Cumulative sum graphs are quality control charts that are possibly the most frequently used for monitoring clinical-care processes.
One of their main advantages is the use in rare cases and in events with low incidence, where it would be necessary to obtain a large sample and a long follow-up time with conventional statistical methods, which is impossible in certain cases. This is also why they are useful for studying learning curves, the introduction of new technologies and, in general, for assessing the quality of care outcomes themselves, because their profile is sensitive to very subtle changes in trends (positive or negative), which would not be observed with other methods.
On the other hand, their use can be expanded beyond quality control or monitoring, which is a new aspect in clinical research.
Las gráficas cumulative sum (CUSUM) se engloban dentro de gráficas de control de calidad, son posiblemente las que mejor se adaptan y las más utilizadas en la monitorización de los procesos clínico-asistenciales.

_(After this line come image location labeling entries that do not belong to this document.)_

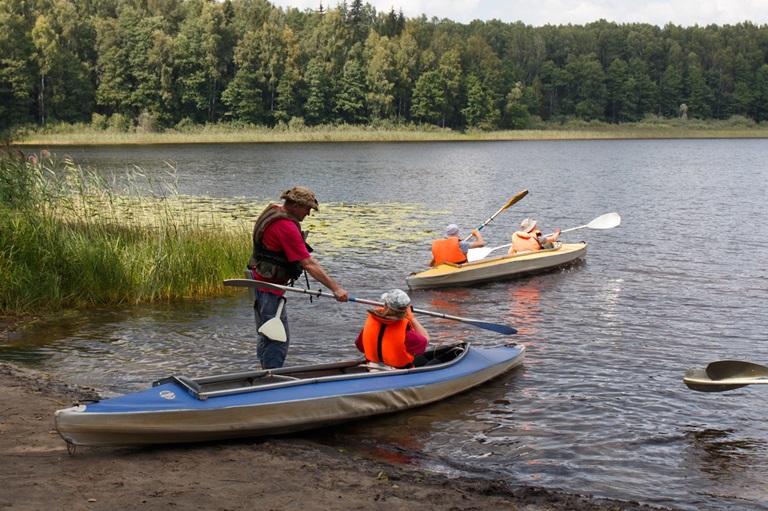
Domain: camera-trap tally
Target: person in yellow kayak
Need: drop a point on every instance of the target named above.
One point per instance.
(529, 238)
(452, 249)
(392, 335)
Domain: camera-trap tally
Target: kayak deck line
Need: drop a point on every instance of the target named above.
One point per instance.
(267, 379)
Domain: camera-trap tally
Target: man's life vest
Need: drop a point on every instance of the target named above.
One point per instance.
(268, 263)
(384, 340)
(526, 241)
(447, 249)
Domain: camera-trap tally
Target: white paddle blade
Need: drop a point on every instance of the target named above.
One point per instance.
(274, 328)
(606, 221)
(475, 254)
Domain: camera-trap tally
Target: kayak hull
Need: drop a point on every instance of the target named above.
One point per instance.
(268, 402)
(501, 267)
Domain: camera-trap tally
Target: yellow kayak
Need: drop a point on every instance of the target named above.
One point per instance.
(497, 268)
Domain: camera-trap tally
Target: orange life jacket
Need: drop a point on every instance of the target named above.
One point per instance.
(525, 241)
(384, 340)
(447, 249)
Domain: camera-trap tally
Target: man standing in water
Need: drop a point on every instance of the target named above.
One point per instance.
(280, 254)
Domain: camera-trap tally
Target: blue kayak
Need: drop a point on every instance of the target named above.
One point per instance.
(268, 402)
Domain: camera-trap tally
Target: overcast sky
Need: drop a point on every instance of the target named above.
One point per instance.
(578, 12)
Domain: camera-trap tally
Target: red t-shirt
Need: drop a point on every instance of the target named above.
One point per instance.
(282, 235)
(415, 343)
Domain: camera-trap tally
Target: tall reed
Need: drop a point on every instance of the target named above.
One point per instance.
(69, 238)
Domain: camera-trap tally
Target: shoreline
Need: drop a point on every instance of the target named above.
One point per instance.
(285, 472)
(361, 135)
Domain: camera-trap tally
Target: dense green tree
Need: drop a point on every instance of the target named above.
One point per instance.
(760, 105)
(379, 77)
(670, 92)
(47, 55)
(586, 93)
(699, 96)
(480, 112)
(318, 107)
(351, 105)
(516, 114)
(553, 81)
(243, 95)
(406, 62)
(17, 74)
(429, 100)
(202, 59)
(288, 104)
(64, 60)
(451, 73)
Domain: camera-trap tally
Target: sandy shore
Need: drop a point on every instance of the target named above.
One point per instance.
(38, 473)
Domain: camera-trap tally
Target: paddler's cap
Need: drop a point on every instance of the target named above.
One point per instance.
(528, 224)
(397, 300)
(301, 195)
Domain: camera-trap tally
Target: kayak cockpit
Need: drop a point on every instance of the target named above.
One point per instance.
(262, 379)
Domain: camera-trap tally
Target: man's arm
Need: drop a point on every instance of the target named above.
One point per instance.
(318, 273)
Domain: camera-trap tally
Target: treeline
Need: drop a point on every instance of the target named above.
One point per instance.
(158, 64)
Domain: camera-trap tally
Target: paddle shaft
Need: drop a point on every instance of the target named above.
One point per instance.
(502, 329)
(606, 221)
(511, 201)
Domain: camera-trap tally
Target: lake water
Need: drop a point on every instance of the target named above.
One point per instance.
(599, 406)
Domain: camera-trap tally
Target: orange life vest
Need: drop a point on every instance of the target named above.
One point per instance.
(384, 340)
(525, 241)
(447, 249)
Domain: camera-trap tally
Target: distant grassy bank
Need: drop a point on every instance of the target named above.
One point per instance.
(69, 239)
(736, 127)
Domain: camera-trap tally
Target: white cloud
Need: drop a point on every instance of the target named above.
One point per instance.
(577, 12)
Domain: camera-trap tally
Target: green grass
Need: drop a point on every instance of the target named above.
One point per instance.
(651, 127)
(69, 240)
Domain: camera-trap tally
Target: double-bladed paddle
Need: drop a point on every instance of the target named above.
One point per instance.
(511, 201)
(494, 327)
(723, 375)
(606, 221)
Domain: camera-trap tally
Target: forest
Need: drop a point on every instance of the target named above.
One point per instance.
(155, 65)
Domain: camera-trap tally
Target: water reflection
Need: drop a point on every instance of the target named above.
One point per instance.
(599, 406)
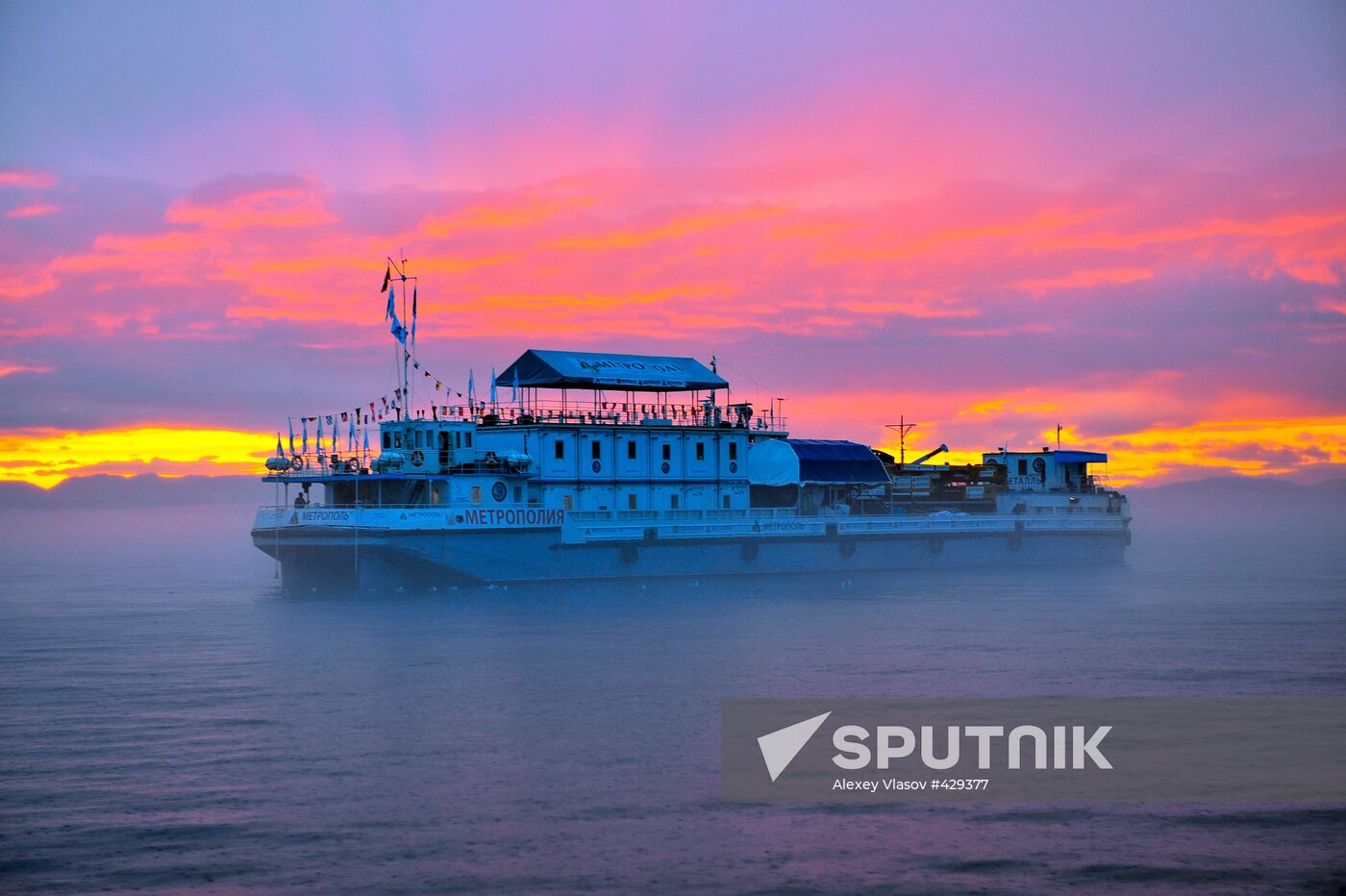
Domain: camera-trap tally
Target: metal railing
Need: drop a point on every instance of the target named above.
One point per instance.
(547, 411)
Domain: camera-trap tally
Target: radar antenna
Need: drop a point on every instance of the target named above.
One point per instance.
(902, 428)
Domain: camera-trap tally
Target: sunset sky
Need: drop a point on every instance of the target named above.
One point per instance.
(1127, 218)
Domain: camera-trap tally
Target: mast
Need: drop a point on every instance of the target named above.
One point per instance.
(406, 407)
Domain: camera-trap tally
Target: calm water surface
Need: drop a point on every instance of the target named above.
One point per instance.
(168, 721)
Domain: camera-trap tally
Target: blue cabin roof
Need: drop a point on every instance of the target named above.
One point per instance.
(537, 369)
(1080, 458)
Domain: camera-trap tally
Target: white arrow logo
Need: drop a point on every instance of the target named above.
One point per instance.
(781, 747)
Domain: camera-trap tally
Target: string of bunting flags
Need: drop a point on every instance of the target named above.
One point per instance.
(362, 414)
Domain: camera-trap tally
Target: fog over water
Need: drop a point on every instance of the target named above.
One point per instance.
(170, 721)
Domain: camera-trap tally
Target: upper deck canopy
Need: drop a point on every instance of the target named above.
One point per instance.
(598, 370)
(1080, 458)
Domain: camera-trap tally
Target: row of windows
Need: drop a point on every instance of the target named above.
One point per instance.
(596, 450)
(393, 438)
(632, 504)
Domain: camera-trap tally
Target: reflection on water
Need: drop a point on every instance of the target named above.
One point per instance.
(171, 721)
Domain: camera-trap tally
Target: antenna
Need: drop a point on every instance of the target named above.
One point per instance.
(902, 428)
(404, 411)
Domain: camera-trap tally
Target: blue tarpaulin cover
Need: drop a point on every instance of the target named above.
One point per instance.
(596, 370)
(784, 461)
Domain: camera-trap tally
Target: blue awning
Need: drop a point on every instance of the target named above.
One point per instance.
(1080, 458)
(537, 369)
(823, 460)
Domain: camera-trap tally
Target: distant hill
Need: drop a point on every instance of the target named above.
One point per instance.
(145, 490)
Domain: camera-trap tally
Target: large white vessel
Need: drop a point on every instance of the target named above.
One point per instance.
(605, 465)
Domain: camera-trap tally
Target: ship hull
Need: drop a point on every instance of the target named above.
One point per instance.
(322, 559)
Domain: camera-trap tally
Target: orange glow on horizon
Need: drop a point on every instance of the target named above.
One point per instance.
(47, 458)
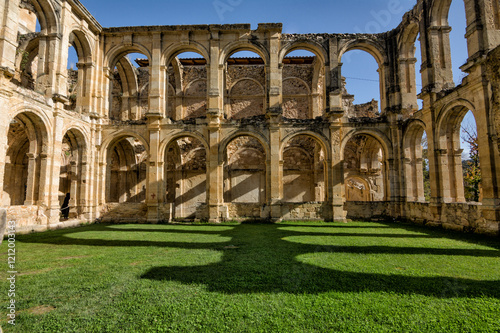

Una de sus principales ventajas es su empleo en casos raros y en eventos con baja incidencia, en los cuales sería necesario obtener una muestra y un tiempo de seguimiento amplio, imposible en determinados casos, mediante métodos estadísticos convencionales. También por ello, son útiles para estudiar curvas de aprendizaje, la introducción de nuevas tecnologías y, en general, para valorar la calidad de los propios resultados asistenciales, porque su perfil es sensible a cambios de tendencias (positivas o negativas) muy sutiles en los resultados, que no se observarían con otros métodos.
Por otra parte, su uso se puede expandir más allá de lo que es el control o la monitorización de calidad, aspecto que resulta novedoso en investigación clínica.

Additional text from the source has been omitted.